Rossman, facétieux, revient avec un balai de service, l’introduit au milieu de chaque couple et l’agite de bas en haut, de haut en bas :
— Vérification de la distance réglementaire ! Je coupe tout ce qui dépasse !
Le disque tourne à vide maintenant, Maillard arrête le bras de lecture.
— Merci mon vieux, c’est sympa de ta part, dit Dominique.
— Tu n’as pas besoin de tout connaître, avec le tango, le slow et le mambo, tu es paré.

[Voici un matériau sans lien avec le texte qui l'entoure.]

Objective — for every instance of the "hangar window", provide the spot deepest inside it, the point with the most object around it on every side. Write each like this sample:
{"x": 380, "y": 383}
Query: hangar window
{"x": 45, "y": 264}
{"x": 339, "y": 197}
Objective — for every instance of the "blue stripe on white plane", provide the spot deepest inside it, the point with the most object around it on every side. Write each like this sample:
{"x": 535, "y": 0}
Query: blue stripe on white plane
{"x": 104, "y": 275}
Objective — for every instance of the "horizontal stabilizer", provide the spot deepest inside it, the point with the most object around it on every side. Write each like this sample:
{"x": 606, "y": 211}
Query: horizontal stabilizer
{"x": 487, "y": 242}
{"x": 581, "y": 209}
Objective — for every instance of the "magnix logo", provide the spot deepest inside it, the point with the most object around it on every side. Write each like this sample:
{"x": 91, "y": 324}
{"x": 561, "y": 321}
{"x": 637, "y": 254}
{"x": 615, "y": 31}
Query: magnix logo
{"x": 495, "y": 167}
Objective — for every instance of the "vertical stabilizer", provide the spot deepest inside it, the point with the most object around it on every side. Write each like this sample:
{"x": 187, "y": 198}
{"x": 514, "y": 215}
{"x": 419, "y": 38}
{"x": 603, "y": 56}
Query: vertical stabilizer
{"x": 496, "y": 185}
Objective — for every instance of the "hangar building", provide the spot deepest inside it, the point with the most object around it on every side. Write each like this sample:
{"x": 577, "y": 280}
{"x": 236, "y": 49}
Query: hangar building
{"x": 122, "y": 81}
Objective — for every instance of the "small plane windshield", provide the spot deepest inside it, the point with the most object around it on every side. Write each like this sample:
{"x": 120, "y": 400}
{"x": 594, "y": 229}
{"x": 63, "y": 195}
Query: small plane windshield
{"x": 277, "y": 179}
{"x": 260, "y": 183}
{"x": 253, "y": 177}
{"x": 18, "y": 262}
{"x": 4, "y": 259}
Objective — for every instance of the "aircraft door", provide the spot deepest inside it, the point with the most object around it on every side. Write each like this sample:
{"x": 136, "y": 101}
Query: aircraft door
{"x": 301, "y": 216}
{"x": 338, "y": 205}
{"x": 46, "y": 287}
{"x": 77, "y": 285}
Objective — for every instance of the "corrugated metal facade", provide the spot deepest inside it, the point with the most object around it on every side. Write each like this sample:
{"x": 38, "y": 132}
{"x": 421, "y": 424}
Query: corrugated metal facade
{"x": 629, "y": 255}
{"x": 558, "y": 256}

— C’est difficile tout ça ?
— Pour le slow, c’est encore plus simple, tu te contentes de bouger les pieds l’un après l’autre, lentement, et pour danser le mambo, tu peux faire un peu comme au tango mais en plus rythmé, en marquant bien les pas. Laisse tomber la valse, c’est plus difficile et ça saoule. La polka et la mazurka, ça ne se fait plus. Tu peux à la rigueur danser le paso-doble, c’est une sorte de marche en rythme avec des passes et des figures. Par contre, il y a un truc qu’il faudra absolument que tu apprennes, ça vient des États-Unis, ça s’appelle le rock and roll, c’est vachement dynamique, ça ressemble un peu au swing mais en mieux, en plus moderne.
— C’est où le bal ?
— À la salle municipale, tu sais pas loin de la cathédrale, près de l’endroit où on fait nos matches de basket. Elle y sera ta super blonde ?
— Je ne sais pas. Je l’ai revue plusieurs fois mais jamais je n’ai pu lui parler. J’espère qu’elle viendra.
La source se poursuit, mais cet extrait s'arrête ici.